I don't know what it is, but I love movies about art theft and art fraud. I can't draw a straight line with a ruler, I don't collect art, but this story of the Isabelle Stewart Gardner Museum robbery intrigued me.
It's been 24 years, and the stolen paintings, valued at something like $300 million, have never been returned. There has been conjecture that the IRA has them, and it was postulated that if Edward Kennedy (this is back in 2005 or so), very admired by the Irish, went to a particular senator with IRA sympathies and asked for their return, it would start a conversation. Evidently that didn't happen. Also, one of the gentlemen working on the case suddenly decided to stop talking about it, so the documentary really had nowhere to go.
The main focus is on Harold Smith, an insurance investigator who spent years, right up to his death, search for the paintings and following up leads. As a young man, Smith suffered from a dry skin condition and agreed to be part of an experimental treatment.

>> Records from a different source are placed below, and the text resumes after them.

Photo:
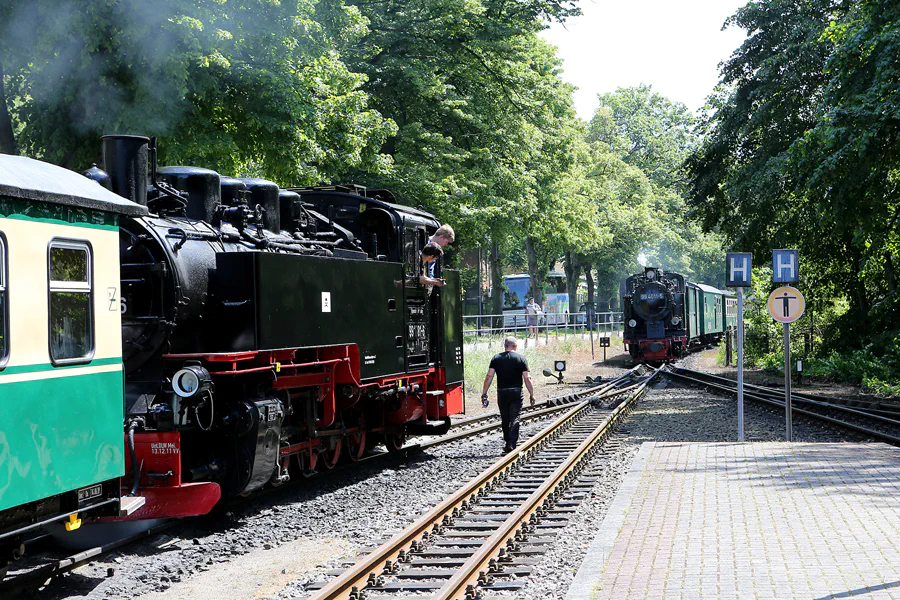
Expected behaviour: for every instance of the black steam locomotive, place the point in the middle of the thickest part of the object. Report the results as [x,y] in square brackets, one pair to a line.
[665,315]
[270,332]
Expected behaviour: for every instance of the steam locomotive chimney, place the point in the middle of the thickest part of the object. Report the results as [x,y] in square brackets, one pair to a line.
[125,159]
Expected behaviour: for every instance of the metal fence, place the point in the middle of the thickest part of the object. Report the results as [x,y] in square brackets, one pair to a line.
[478,328]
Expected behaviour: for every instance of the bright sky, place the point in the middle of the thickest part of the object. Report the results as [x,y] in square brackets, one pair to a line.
[673,45]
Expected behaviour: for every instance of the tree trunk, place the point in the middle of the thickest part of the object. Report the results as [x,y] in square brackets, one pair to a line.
[571,268]
[496,284]
[537,286]
[889,273]
[590,281]
[7,139]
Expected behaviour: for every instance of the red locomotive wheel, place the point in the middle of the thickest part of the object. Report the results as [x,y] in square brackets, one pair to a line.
[330,457]
[394,441]
[356,442]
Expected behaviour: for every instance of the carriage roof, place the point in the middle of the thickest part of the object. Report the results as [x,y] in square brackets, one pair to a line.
[38,181]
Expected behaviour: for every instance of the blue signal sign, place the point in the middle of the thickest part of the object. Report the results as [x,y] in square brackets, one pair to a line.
[738,269]
[785,266]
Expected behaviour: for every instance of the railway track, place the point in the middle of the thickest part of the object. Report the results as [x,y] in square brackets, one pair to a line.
[876,423]
[473,426]
[484,537]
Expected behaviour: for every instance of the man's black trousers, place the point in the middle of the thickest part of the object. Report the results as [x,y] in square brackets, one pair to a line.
[509,401]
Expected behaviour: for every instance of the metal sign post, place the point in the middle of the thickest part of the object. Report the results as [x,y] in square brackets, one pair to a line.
[590,319]
[788,409]
[738,270]
[740,364]
[786,305]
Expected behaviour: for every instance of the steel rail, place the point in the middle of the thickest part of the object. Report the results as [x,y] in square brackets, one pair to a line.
[780,404]
[350,583]
[774,394]
[535,414]
[479,567]
[802,397]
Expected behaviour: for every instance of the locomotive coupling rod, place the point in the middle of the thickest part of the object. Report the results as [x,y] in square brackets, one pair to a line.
[356,576]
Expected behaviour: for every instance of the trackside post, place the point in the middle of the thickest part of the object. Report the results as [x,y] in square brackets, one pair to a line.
[738,270]
[786,305]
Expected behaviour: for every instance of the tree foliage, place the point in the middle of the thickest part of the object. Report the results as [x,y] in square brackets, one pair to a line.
[802,148]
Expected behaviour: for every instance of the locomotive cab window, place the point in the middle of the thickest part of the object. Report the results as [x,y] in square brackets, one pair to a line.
[4,305]
[71,302]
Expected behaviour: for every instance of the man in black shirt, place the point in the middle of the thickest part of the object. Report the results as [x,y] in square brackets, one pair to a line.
[511,369]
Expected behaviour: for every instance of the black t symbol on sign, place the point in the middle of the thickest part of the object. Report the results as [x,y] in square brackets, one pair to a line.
[787,304]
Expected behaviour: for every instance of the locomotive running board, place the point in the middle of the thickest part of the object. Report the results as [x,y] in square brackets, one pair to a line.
[130,504]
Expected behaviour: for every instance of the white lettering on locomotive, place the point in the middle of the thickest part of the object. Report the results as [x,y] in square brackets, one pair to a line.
[163,448]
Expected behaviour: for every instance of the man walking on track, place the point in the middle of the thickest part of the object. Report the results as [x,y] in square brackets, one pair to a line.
[511,369]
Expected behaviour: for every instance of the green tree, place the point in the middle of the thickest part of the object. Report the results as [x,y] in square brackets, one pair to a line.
[802,151]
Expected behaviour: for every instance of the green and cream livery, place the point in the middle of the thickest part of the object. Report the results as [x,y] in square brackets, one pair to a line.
[61,379]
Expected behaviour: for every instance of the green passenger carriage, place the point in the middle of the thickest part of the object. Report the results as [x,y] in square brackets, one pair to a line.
[61,378]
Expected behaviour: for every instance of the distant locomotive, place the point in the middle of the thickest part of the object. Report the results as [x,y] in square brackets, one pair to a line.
[666,315]
[262,334]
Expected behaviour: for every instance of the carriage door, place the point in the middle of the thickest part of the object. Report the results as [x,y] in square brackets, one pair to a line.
[415,298]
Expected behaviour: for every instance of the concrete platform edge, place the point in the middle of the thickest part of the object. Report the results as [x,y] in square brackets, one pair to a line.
[583,586]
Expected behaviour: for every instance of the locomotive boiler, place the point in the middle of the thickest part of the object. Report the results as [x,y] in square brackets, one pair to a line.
[268,333]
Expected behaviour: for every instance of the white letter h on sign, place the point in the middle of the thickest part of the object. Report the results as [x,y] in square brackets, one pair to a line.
[736,269]
[789,265]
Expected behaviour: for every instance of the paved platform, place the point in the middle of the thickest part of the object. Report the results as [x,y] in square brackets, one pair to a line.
[753,520]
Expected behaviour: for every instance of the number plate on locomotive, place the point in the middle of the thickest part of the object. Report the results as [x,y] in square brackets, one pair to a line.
[88,493]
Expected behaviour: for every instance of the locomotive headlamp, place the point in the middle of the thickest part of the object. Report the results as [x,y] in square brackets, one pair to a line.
[191,381]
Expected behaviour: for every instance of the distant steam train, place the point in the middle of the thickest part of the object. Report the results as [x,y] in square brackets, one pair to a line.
[666,315]
[172,336]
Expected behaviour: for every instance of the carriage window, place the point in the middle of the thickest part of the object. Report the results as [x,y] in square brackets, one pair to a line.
[4,305]
[71,305]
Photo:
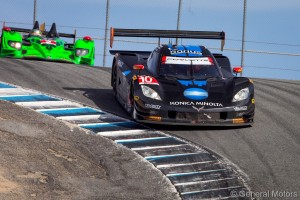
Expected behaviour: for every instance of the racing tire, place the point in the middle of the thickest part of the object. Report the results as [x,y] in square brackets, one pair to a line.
[114,80]
[133,112]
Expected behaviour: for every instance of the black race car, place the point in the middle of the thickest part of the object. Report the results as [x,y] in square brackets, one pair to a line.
[180,84]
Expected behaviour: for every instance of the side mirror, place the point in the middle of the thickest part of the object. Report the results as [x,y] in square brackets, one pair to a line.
[138,67]
[237,70]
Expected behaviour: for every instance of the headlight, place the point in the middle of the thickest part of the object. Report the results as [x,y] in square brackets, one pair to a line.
[241,95]
[16,45]
[149,92]
[81,52]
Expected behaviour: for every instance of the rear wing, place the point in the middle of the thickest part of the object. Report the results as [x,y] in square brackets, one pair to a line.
[25,30]
[166,34]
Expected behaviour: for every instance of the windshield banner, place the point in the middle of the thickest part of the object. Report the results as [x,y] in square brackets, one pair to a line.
[186,61]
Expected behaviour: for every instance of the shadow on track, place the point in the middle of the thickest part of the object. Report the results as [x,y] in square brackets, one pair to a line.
[104,99]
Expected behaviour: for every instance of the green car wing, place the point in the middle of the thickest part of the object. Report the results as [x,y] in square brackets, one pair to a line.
[13,44]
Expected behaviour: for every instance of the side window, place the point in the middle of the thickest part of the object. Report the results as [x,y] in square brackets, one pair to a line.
[152,62]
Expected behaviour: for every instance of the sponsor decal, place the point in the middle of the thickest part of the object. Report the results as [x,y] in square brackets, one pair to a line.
[207,115]
[186,60]
[51,42]
[147,80]
[120,63]
[191,83]
[157,107]
[198,109]
[199,103]
[195,94]
[125,73]
[185,51]
[242,108]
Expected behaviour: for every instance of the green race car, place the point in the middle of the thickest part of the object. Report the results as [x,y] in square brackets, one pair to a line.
[46,45]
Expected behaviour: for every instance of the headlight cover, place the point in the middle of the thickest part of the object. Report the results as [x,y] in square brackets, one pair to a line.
[241,95]
[16,45]
[149,92]
[81,52]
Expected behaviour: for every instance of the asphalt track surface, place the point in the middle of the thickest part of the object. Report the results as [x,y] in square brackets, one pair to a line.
[268,152]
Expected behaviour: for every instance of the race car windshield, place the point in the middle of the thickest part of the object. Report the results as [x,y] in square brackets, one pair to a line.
[188,68]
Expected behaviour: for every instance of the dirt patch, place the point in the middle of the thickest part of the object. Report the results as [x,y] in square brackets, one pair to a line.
[6,185]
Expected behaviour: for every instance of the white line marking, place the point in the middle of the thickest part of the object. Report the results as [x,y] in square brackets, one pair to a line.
[158,147]
[41,104]
[172,155]
[15,91]
[80,117]
[122,133]
[199,182]
[184,164]
[197,172]
[140,139]
[216,189]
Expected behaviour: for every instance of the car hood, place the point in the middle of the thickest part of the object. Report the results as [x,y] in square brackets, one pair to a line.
[210,93]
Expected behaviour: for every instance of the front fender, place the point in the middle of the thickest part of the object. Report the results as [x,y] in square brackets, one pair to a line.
[6,49]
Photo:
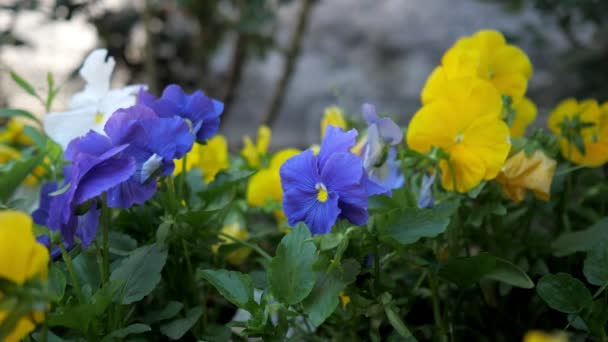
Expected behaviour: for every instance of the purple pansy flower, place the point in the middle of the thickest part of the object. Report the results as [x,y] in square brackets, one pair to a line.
[202,112]
[379,157]
[96,166]
[320,189]
[153,142]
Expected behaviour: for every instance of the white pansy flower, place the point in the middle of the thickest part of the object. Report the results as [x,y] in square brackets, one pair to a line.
[93,106]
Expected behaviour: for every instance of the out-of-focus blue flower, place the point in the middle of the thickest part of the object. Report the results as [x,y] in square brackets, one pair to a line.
[203,113]
[153,142]
[96,166]
[425,197]
[379,158]
[320,189]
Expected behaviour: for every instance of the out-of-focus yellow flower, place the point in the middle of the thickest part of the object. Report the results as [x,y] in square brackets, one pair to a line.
[344,299]
[239,255]
[525,113]
[211,158]
[522,172]
[14,134]
[253,152]
[21,259]
[486,55]
[466,124]
[265,185]
[539,336]
[333,116]
[594,137]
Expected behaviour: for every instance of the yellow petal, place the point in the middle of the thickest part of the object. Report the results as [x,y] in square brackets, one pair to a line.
[469,170]
[525,113]
[488,139]
[333,116]
[522,172]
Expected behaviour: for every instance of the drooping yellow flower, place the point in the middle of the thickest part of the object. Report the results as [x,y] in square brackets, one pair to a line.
[539,336]
[572,120]
[253,152]
[239,255]
[466,124]
[265,185]
[525,113]
[486,55]
[333,116]
[21,259]
[522,172]
[211,158]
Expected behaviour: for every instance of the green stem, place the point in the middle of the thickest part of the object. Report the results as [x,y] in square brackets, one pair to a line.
[105,216]
[68,262]
[247,244]
[436,308]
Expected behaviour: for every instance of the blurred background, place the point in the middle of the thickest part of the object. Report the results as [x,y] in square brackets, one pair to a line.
[282,62]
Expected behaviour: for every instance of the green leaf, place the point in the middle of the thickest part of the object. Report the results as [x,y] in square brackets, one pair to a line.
[140,272]
[132,329]
[13,175]
[581,241]
[170,311]
[57,282]
[290,275]
[236,287]
[323,300]
[466,271]
[595,268]
[178,328]
[24,84]
[564,293]
[408,225]
[11,113]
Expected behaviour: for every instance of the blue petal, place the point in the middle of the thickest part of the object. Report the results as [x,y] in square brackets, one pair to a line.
[335,141]
[129,193]
[342,171]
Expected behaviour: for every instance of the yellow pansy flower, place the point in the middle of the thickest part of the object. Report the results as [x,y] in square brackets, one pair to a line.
[466,124]
[333,116]
[539,336]
[239,255]
[486,55]
[211,158]
[525,113]
[265,185]
[522,172]
[253,152]
[594,138]
[21,258]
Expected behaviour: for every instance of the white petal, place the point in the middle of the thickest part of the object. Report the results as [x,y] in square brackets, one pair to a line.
[65,126]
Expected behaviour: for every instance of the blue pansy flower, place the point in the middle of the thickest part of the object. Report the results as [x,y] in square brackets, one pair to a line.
[203,113]
[96,166]
[379,154]
[153,142]
[319,189]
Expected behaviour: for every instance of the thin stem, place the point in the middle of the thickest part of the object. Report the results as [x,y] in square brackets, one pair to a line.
[75,283]
[247,244]
[436,308]
[105,216]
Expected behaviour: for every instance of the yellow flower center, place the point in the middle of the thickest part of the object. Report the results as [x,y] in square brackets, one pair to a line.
[321,192]
[98,118]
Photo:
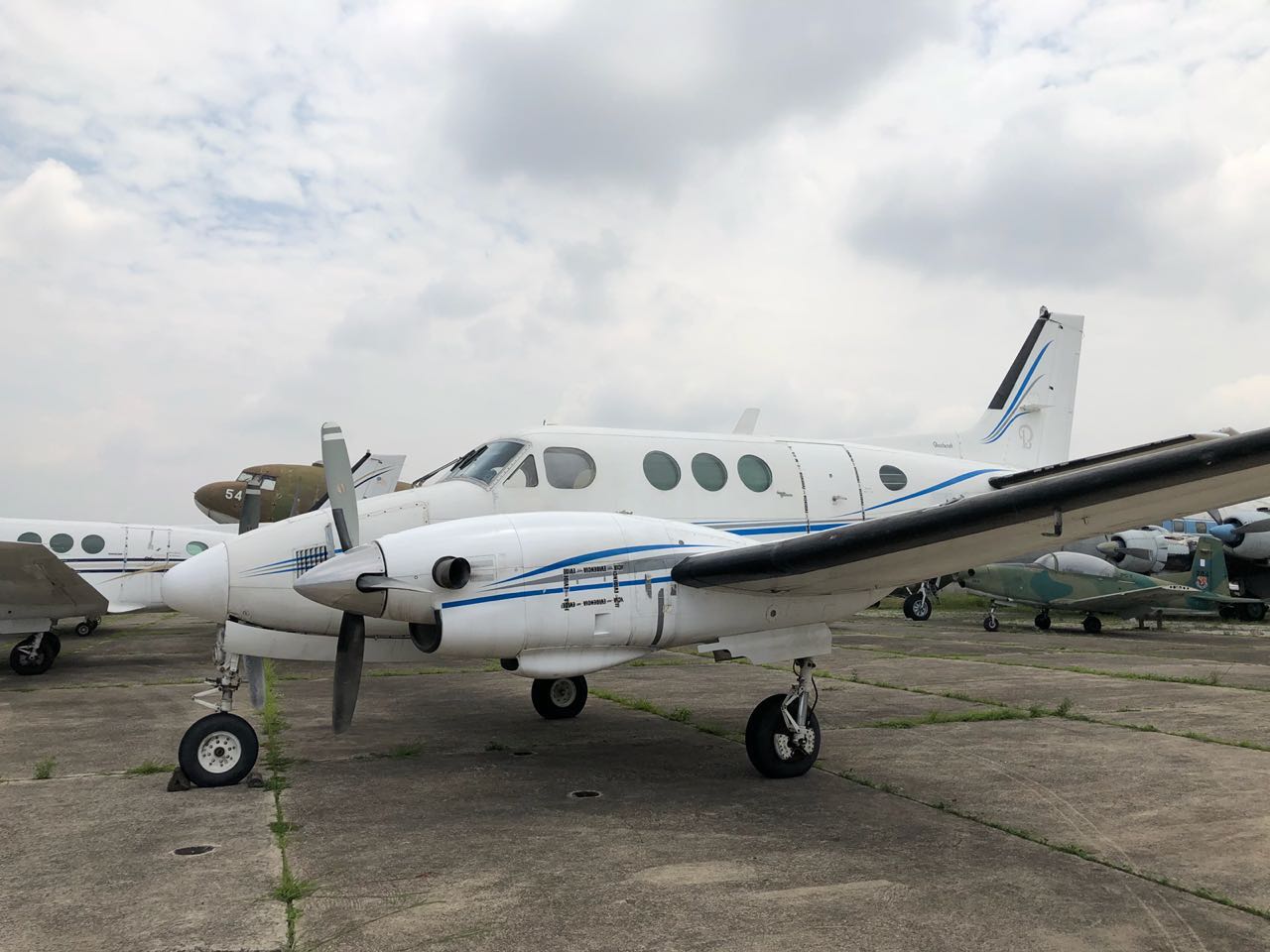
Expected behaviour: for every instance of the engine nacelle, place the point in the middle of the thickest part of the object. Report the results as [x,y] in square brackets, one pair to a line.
[1150,549]
[1255,543]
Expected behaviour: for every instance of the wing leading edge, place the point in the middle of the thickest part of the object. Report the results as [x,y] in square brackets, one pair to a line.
[993,526]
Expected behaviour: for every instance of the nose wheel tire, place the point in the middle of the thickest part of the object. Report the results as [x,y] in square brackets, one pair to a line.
[218,751]
[28,658]
[772,748]
[917,607]
[559,697]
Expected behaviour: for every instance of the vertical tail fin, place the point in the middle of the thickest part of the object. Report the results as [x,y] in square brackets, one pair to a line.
[1029,419]
[1207,569]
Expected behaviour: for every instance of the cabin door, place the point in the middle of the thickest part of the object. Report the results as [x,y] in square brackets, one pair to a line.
[830,488]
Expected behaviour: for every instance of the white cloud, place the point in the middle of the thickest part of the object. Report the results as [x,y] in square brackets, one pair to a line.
[221,225]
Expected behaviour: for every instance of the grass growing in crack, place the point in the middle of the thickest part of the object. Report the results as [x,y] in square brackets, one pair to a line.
[400,751]
[291,889]
[996,714]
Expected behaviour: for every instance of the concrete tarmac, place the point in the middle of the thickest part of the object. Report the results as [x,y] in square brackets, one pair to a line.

Lanolin was put all over his body and then baked in, and he was exposed to ultraviolet light. He developed skin cancer, and along the way lost an eye, a lung, and had to wear a prosthetic nose.
When we see Smith in the documentary, he is an old man; he died not long after the documentary was completed. In reading the reviews here, some people seemed to find him repulsive and complained that the camera was on him too much. He was a human being like the rest of us. I think there is room in the world for people besides models, especially since this particular person had been working on a case since 1980 and filmmakers were doing a documentary about it.
This documentary isn't entirely successful - it's slow and it's too long. There definitely were some interesting sections, the information about the stolen art; information about the museum itself, and the fact that no art replaced the stolen art as Gardner's will ordered that the museum be left as she had put it together, with no art added.
The museum robbery is a fascinating story, but it's unresolved. When it's over, you really don't know who has the paintings and for what reason. If the paintings are ever returned, there perhaps may be an exciting story about how it came about.